Kamada praised Walker’s work, particularly praising his most recent book, How to make a slave.

Both Ramey and Walker are members of the School of Arts, overseen by Dean Robert Sabal.

“I truly admire the work of these two faculty members and am very proud of their accomplishments and the honor they bring to the School of the Arts,” Sabal said.

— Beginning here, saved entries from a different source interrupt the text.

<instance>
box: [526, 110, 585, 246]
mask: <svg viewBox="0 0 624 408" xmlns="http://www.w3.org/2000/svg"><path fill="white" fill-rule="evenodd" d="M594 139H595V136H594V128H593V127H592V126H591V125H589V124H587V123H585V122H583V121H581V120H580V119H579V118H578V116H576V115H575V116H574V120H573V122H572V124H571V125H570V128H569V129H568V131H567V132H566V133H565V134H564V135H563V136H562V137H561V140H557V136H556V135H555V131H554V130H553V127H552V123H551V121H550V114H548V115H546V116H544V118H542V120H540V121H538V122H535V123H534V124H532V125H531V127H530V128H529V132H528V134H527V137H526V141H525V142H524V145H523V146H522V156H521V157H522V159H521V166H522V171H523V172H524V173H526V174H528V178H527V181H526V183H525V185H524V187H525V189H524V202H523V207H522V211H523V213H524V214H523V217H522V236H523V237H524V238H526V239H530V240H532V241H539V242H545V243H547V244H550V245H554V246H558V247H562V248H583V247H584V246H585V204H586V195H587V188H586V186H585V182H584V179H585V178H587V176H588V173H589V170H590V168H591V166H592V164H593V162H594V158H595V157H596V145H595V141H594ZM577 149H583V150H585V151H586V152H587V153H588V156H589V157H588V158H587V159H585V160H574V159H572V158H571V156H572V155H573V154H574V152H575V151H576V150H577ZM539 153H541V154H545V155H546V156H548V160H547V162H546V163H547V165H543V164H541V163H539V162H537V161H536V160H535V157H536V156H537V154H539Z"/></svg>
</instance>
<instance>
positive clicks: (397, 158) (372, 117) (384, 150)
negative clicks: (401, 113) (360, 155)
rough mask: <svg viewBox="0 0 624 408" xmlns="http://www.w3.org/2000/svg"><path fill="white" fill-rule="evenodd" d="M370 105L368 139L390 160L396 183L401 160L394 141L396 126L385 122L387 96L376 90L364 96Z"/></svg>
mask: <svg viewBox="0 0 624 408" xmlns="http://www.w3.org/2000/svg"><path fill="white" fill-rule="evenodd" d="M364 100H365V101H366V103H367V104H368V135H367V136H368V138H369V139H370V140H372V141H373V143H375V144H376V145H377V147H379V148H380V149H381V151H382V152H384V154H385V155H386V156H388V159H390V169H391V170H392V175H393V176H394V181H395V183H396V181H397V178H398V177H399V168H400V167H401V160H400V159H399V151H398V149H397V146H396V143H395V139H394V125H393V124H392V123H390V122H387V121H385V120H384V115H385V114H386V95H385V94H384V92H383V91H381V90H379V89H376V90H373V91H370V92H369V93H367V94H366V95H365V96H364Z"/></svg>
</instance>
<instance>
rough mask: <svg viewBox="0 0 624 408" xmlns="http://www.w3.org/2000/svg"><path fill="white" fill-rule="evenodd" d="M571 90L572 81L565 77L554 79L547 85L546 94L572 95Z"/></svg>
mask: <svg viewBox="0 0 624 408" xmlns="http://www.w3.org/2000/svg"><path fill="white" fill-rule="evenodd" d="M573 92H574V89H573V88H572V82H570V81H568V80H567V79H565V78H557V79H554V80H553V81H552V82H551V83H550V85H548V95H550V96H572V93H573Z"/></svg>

Emerson has already celebrated four other Guggenheim Fellows, both faculty and alumni. The foundation selected WLP Professor Jabari Asim as the General Non-Fiction Fellow in 2009, as well as Elaine McMillion Sheldon ’13 for the Film-Video. Professor Pablo Medina and alum Denise Duhamel ’84 were selected as Poetry Fellows in 2014 and 2020 respectively.

“It’s an incredible honor and distinction that comes with funding and teaching time off to pursue your research,” Ramey said. “I love teaching and my students are so inspiring, but it’s hard to fit feature filmmaking into the academic schedule. Having a full year to complete some assignments is going to be amazing.